Il est aisé de vérifier que le Triangle d'Or, c'est-à-dire les quelques rues commerçantes
de l'hyper-centre, entre la Place Arago, la Place Rigaud et la cathédrale St-Jean,
tient dans un mouchoir de poche, semble bien étroit et minuscule par rapport à l'ensemble.
On voit qu'avec St-Jacques, le mont St-Sauveur, les quartiers de la Réal ou de St-Mathieu,
le centre-ville historique de Perpignan, aussi vaste que celui de Montpellier,
n'est pas exploité comme il devrait l'être, quand les trois-quarts ne sont pas investis
par les Perpignanais eux-mêmes, qui en ignorent les trésors et parfois même l'existence.

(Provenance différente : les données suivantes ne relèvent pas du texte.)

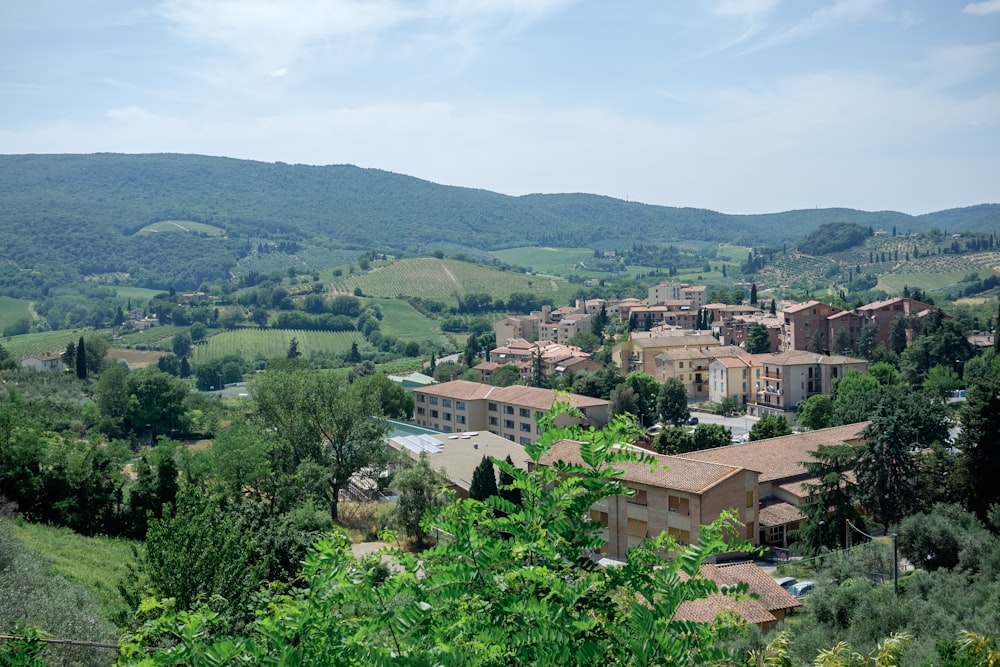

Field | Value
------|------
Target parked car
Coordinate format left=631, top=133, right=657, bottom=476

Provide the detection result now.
left=788, top=581, right=815, bottom=599
left=775, top=577, right=799, bottom=591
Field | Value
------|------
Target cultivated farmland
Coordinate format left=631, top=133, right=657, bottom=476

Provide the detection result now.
left=193, top=329, right=365, bottom=365
left=331, top=257, right=577, bottom=305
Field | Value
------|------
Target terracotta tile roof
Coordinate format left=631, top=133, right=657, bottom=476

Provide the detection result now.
left=417, top=380, right=608, bottom=410
left=711, top=563, right=802, bottom=611
left=539, top=440, right=743, bottom=494
left=683, top=422, right=868, bottom=483
left=674, top=595, right=778, bottom=625
left=674, top=563, right=802, bottom=623
left=784, top=301, right=820, bottom=313
left=757, top=497, right=805, bottom=527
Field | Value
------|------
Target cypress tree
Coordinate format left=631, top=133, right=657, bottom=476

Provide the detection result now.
left=499, top=454, right=521, bottom=507
left=469, top=456, right=497, bottom=502
left=76, top=336, right=87, bottom=380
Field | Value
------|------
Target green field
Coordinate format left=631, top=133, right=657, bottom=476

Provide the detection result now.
left=877, top=267, right=995, bottom=294
left=115, top=285, right=164, bottom=300
left=332, top=257, right=577, bottom=305
left=136, top=220, right=226, bottom=236
left=14, top=523, right=142, bottom=618
left=490, top=247, right=594, bottom=276
left=193, top=329, right=365, bottom=365
left=3, top=329, right=111, bottom=359
left=0, top=296, right=34, bottom=331
left=364, top=298, right=445, bottom=347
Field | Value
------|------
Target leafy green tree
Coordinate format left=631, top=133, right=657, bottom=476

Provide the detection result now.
left=489, top=364, right=521, bottom=387
left=653, top=426, right=694, bottom=454
left=719, top=396, right=740, bottom=417
left=125, top=366, right=188, bottom=439
left=795, top=445, right=865, bottom=553
left=625, top=371, right=660, bottom=425
left=855, top=403, right=919, bottom=526
left=76, top=336, right=87, bottom=380
left=656, top=378, right=691, bottom=426
left=833, top=370, right=884, bottom=424
left=924, top=364, right=962, bottom=398
left=566, top=331, right=601, bottom=354
left=172, top=331, right=191, bottom=357
left=889, top=313, right=906, bottom=354
left=956, top=365, right=1000, bottom=518
left=854, top=322, right=878, bottom=359
left=799, top=394, right=833, bottom=429
left=120, top=408, right=748, bottom=665
left=830, top=327, right=852, bottom=354
left=608, top=382, right=639, bottom=418
left=750, top=415, right=792, bottom=441
left=497, top=454, right=521, bottom=507
left=469, top=456, right=499, bottom=501
left=390, top=452, right=448, bottom=548
left=746, top=322, right=771, bottom=354
left=691, top=424, right=733, bottom=450
left=250, top=369, right=388, bottom=521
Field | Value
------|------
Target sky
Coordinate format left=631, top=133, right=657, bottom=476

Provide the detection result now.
left=0, top=0, right=1000, bottom=214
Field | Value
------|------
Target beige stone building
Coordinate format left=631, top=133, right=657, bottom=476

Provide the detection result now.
left=747, top=350, right=868, bottom=416
left=611, top=329, right=719, bottom=375
left=684, top=422, right=868, bottom=547
left=413, top=380, right=608, bottom=444
left=776, top=301, right=843, bottom=352
left=653, top=345, right=745, bottom=400
left=539, top=440, right=758, bottom=560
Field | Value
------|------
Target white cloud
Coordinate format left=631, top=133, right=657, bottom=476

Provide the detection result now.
left=962, top=0, right=1000, bottom=15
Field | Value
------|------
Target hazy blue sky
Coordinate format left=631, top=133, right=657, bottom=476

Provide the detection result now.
left=0, top=0, right=1000, bottom=213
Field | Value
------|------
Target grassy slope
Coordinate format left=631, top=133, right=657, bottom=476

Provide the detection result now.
left=14, top=523, right=141, bottom=618
left=331, top=257, right=577, bottom=305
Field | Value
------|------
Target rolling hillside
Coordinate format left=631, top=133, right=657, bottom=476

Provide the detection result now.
left=0, top=154, right=1000, bottom=296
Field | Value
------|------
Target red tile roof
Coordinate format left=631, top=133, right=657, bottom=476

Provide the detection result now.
left=539, top=440, right=743, bottom=494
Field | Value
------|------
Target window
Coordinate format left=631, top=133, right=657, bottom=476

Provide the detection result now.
left=667, top=528, right=691, bottom=546
left=628, top=489, right=646, bottom=506
left=625, top=518, right=647, bottom=537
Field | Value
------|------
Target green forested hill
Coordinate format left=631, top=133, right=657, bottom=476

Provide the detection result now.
left=0, top=154, right=1000, bottom=296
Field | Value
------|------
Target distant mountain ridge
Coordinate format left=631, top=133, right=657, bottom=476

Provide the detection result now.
left=0, top=153, right=1000, bottom=292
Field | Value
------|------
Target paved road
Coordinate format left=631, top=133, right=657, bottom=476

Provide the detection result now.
left=691, top=409, right=757, bottom=438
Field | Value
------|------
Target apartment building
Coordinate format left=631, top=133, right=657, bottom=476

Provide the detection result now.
left=779, top=301, right=843, bottom=352
left=539, top=440, right=758, bottom=560
left=413, top=380, right=609, bottom=444
left=858, top=297, right=936, bottom=350
left=538, top=311, right=593, bottom=345
left=653, top=345, right=745, bottom=399
left=611, top=329, right=720, bottom=375
left=747, top=350, right=868, bottom=416
left=684, top=422, right=868, bottom=548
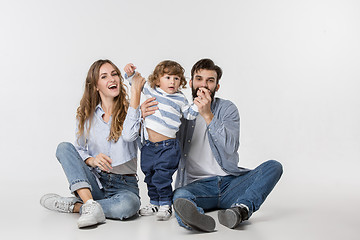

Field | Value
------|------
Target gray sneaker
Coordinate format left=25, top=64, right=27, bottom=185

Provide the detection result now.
left=218, top=206, right=249, bottom=228
left=174, top=198, right=215, bottom=232
left=40, top=193, right=81, bottom=213
left=77, top=199, right=105, bottom=228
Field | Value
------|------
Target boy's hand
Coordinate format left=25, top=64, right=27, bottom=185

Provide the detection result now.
left=124, top=63, right=136, bottom=77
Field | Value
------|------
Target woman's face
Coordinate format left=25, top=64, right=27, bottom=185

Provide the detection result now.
left=96, top=63, right=120, bottom=101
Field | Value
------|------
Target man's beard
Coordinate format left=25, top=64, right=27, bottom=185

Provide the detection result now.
left=191, top=87, right=215, bottom=102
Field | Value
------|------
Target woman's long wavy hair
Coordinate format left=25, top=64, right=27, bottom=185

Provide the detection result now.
left=76, top=59, right=129, bottom=142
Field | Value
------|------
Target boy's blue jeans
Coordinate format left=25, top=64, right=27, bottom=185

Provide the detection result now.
left=141, top=139, right=180, bottom=205
left=56, top=142, right=140, bottom=220
left=173, top=160, right=283, bottom=228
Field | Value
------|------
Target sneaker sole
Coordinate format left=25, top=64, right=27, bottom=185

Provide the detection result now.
left=77, top=218, right=106, bottom=228
left=174, top=198, right=215, bottom=232
left=218, top=209, right=238, bottom=228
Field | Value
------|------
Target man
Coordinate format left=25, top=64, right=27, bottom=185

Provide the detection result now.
left=142, top=59, right=282, bottom=232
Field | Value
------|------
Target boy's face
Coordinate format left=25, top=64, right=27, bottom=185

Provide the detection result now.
left=158, top=73, right=180, bottom=94
left=189, top=69, right=220, bottom=100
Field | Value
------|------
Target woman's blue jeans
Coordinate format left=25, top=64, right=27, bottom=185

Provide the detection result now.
left=56, top=142, right=140, bottom=220
left=173, top=160, right=283, bottom=227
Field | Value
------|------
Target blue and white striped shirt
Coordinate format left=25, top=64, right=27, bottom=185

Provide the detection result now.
left=125, top=74, right=199, bottom=139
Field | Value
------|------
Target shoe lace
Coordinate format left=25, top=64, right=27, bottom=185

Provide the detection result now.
left=144, top=204, right=159, bottom=212
left=82, top=203, right=96, bottom=215
left=55, top=201, right=73, bottom=212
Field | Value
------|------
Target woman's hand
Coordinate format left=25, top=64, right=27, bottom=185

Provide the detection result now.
left=124, top=63, right=136, bottom=77
left=130, top=72, right=145, bottom=109
left=131, top=72, right=145, bottom=92
left=85, top=153, right=112, bottom=172
left=140, top=97, right=159, bottom=118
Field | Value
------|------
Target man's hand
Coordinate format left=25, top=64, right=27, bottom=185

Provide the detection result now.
left=85, top=153, right=112, bottom=172
left=194, top=88, right=214, bottom=125
left=140, top=97, right=159, bottom=118
left=124, top=63, right=136, bottom=77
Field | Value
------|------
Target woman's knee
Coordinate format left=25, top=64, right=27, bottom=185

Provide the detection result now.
left=56, top=142, right=76, bottom=161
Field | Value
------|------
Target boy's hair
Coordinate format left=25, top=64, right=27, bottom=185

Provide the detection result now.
left=191, top=58, right=222, bottom=84
left=148, top=60, right=187, bottom=88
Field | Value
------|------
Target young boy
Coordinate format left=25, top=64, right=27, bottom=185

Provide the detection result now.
left=124, top=60, right=199, bottom=220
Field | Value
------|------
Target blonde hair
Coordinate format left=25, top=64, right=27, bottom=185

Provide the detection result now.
left=76, top=59, right=129, bottom=142
left=148, top=60, right=187, bottom=88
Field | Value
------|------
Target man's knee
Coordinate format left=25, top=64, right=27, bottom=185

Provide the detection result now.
left=173, top=187, right=193, bottom=201
left=268, top=160, right=283, bottom=176
left=106, top=192, right=140, bottom=220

Ainsi donc, estimons-nous heureux si 25% de cette ville sont considérés comme exploités.
Quant aux ressources humaines, aux talents, aux énergies, aux expériences, aux savoir-faire,
si l'estimation est plus aléatoire qu'à la simple découverte d'un plan au verdict implacable,
il n'est pas difficile, après quelques mois de résidence dans cette agglomération,
de constater l'ampleur du gâchis, lorsque Perpignan ne parvient pas à conserver ses jeunes,
ni à garder les nouveaux arrivants, certes attirés par un climat et une qualité de vie,
mais qui découvrent vite qu'il n'y a pas d'emploi ni de développement économique possible.
Outre le climat, qui est, plus qu'une promesse, un potentiel d'énergie qui n'est pas exploité,
à la somme du soleil et du vent dont la plaine regorge, le Roussillon dispose de jardins,
de vergers et de vignes, d'un écosystème aussi riche qu'édénique, d'une variété géologique
qui offre de grandes capacités d'exploitations, lorsque le tourisme n'est pas, à l'évidence,
la seule piste de développement, et que l'agriculture locale est loin d'être optimisée.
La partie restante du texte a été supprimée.